When the second wave of COVID-19 is threatening to wipe out large masses or render ineffective huge tracts of India’s economic landscape, there is not a sign or semblance of a financial assistance package
Where is the finance minister?
Last year, at around the same time, when COVID-19 was in its nascent stage and the nation under lockdown, the Central Government pompously announced a slew of economic measures of which only a few were of any worth to the people. Thousands of crores were supposedly at the disposal of suffering masses, bundled in slick packages. Book entries were passed off as real benefits.
This time around, when the virus is threatening to wipe out large masses or render ineffective huge tracts of our economic landscape, there is not a sign or semblance of a financial assistance package, required in great urgency, and in the hands of the people and industry, particularly the MSMEs.
A specious argument could be that the Centre’s hands were tied owing to the Election Commission guidelines vis-à-vis elections in four states Assam, West Bengal, Kerala and Tamil Nadu and the Union Territory of Puducherry. But then the rulers, from leader to cadre, had violated EC norms even more flagrantly during these elections that the aforesaid logic has no steam.
Also, a package could have been readied in the last few days and announced on the night or the next day of the final phase.
Alas, the delay betrays insensitivity on the part of the Central Government to people’s woes, a characteristic that has been on display from the days of demonetisation to the deadly disease dogging us every day.
Last year itself, the small and micro firms, self-employed, owner-driven or mini family businesses were the worst hit. Their importance has always been underestimated and ignored. Their number forms the invisible backbone of India’s economy and its much-flaunted numbers. They are the biggest employers, going about their businesses with meagre means and under perennial bureaucratic harassment. Their order books crashed, cash registers silenced, trained labour gone and their own survival came dark clouds. Most of them have not recovered and now comes the second wave of COVID-19 cases, burying hope deeper. This is a human tragedy too as livelihood sustains life. Starvation, shame and suicide are cousins of COVID-19 .

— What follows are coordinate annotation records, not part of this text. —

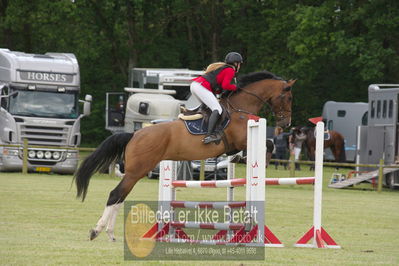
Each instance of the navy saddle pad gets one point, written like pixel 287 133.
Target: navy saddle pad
pixel 199 127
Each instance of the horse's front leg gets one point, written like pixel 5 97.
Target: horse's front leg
pixel 115 201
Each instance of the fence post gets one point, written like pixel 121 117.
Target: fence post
pixel 380 175
pixel 292 164
pixel 25 157
pixel 202 170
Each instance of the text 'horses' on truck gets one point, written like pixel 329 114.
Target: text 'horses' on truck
pixel 39 102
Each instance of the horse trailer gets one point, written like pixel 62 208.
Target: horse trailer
pixel 379 139
pixel 345 117
pixel 39 103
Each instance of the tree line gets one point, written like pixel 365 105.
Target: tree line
pixel 335 48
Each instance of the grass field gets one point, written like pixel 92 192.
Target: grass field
pixel 43 223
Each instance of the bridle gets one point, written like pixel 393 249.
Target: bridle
pixel 279 115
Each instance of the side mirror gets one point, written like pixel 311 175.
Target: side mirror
pixel 87 105
pixel 88 98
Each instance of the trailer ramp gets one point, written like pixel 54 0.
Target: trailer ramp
pixel 361 178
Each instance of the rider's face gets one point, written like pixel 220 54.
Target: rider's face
pixel 237 66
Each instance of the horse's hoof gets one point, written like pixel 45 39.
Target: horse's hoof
pixel 111 236
pixel 93 234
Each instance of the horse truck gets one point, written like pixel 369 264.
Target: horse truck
pixel 39 103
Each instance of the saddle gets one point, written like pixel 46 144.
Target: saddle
pixel 196 120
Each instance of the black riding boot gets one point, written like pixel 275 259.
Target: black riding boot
pixel 211 136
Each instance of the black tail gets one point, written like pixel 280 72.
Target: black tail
pixel 109 150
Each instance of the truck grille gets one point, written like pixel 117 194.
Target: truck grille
pixel 44 135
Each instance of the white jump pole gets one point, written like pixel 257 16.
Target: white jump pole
pixel 318 186
pixel 256 174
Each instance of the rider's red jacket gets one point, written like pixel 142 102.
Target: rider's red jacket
pixel 224 79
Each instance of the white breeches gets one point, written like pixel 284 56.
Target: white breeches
pixel 297 152
pixel 205 96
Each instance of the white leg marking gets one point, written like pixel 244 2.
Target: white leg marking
pixel 111 221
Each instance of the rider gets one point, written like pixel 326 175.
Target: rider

During the first wave of COVID-19 cases in 2020, the Central Government announced a grandiose package for MSMEs in May. Much of it was bunkum and the associations promptly protested. But the proposals had some silver linings: a six-month moratorium on interest and EMIs for borrowers from institutions under the control of RBI; also, a loan/limit of up to 20 percent of the existing facility was allowed as additional borrowing. Those who took loans from private lenders truly had it. Their EMIs landed with the precision of a trained boxer’s punch. Very few could fend; most could not defend.
But then, most loan applications were made by May-end or early June, given the hunger of the borrowers. And barring a lucky few, the sanctions arrived in mid-July to almost August end. The finance minister proudly proclaimed that she was receiving daily reports of the loan disbursement status, which itself was an impossibility given the banking system’s reporting protocols. But then such slick statements also covered up many lies on the sly. Most banks used the additional ‘largesse’ to reduce the original facility itself, quoting ‘poor or reduced’ performance. And to add salt to injury, they adjusted the entire six-month moratorium interest, along with interest on interest, leaving borrowers worse off with additional debt. And those instalment payments begin this August.

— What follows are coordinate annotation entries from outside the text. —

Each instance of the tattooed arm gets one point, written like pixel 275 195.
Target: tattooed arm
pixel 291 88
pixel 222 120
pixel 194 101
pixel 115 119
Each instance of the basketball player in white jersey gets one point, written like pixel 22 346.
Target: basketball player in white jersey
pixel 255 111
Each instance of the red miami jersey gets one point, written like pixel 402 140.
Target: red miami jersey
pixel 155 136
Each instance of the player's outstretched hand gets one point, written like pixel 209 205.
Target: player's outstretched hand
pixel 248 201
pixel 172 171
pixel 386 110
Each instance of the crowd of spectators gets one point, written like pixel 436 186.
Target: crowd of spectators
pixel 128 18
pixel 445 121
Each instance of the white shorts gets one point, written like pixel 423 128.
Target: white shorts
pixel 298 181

Thousands and thousands of small and medium shops closed due to the pandemic. The mid-size businesses downed their shutters and those who with an image of a bustling entity are struggling to live up to that. There are also the halfway houses whose insolvent status none will believe and noisy lathes and mini-factories lavishing in graveyard silence. Then there are vegetable vendors and flower sellers and doll dealers outside parks, temples, etc, confined to shacks and shanties, that is if they have any.
As the second wave of COVID-19 cases spirals out of control, one can afford none of the usual financial rope tricks. Real schemes are the need of the hour. A six-month moratorium on bank interest and EMI without interest on interest is the first step.
Lockdown has become a politically incorrect term, but it prevails and pervades in all its real intent and content, barring the booming bourses and the come-what-may IPL.
We want to see the finance minister. We want to know what she has on offer. It’s already late, very late.